Acuri, mama-cadela, araticum, cagaita, água-pomba, tarumarana, siputá, manduvi, tucum. Sarrabulho, quebra-torto, pranchão. Não conhecia 90% deles. Tremenda riqueza ignorada pela maioria dos brasileiros, infelizmente.
Ao ver a rapadura de jaracatiá, poucas horas depois da minha chegada a Corumbá, no Mato Grosso do Sul, qual minha surpresa ao descobrir que ela é feita com a “polpa” do arbusto de mesmo nome e que, de novo, nunca havia ouvido falar. E o bolo de farinha de bocaiúva, fruta típica do cerrado e pantanal, que é não só deliciosa, como possui amêndoa rica em proteínas e fibras e palmito adocicado? E as sementes de vitória-régia, que podem ser consumidas, torradas, como amendoim?
Felizmente temos pessoas com a professora/pesquisadora Iria Hiromi Ishii, da Universidade Federal do Mato Grosso do Sul, que desenvolve estudo sobre espécies endêmicas (e quase esquecidas da região), tendo publicado um livro precioso, o Sabores do Cerrado e Pantanal, com fotos, informações técnicas e receitas. Tipo de ação necessária e que, supostamente, deveria ter mais apoio do governo. Se isso não é cultura, não sei mais o que é.
Temos um país imenso, diverso em biomas, em espécies vegetais, em cultura.
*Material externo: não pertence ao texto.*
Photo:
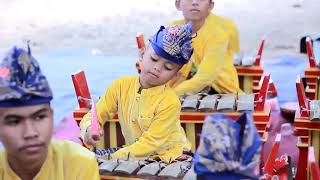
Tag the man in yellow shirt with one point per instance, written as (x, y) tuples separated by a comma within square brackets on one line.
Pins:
[(26, 125), (147, 108), (216, 41)]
Infelizmente, ainda somos assombrados pela síndrome do vira-lata, o que nos faz valorizar muito mais o que vem de fora. Fechamos os olhos para nossas riquezas porque é ‘brega’, ‘pobre’, ‘cafona’, olhar para nosso quintal.
Cafona é não dar o devido valor ao que é só seu – e o mundo bateria palmas e se deslumbraria. Cafona é comer laranja importada da Espanha, uva do Chile, romã dos Estados Unidos enquanto centenas de frutas, verduras e legumes brasileiros são relegados ao desaparecimento porque não os conhecemos e, sendo assim, não os consumimos nem plantamos.
Foi minha primeira vez no Pantanal. A primeira vez que sobrevoei aquele gigante verde e azul, que comi isca de jacaré na vizinha Bolívia e carne de sol em todas as refeições (a região é tradicionalmente forte em criação de gado). E saí de lá sem provar a maioria das frutas da região porque – pasmem! – ninguém as vende. Quase não há receitas típicas em restaurantes da cidade, mas é fácil encontrar comida italiana, estrogonofe… Não encontrei um bar/restaurante que servisse caipirinha de frutas da região.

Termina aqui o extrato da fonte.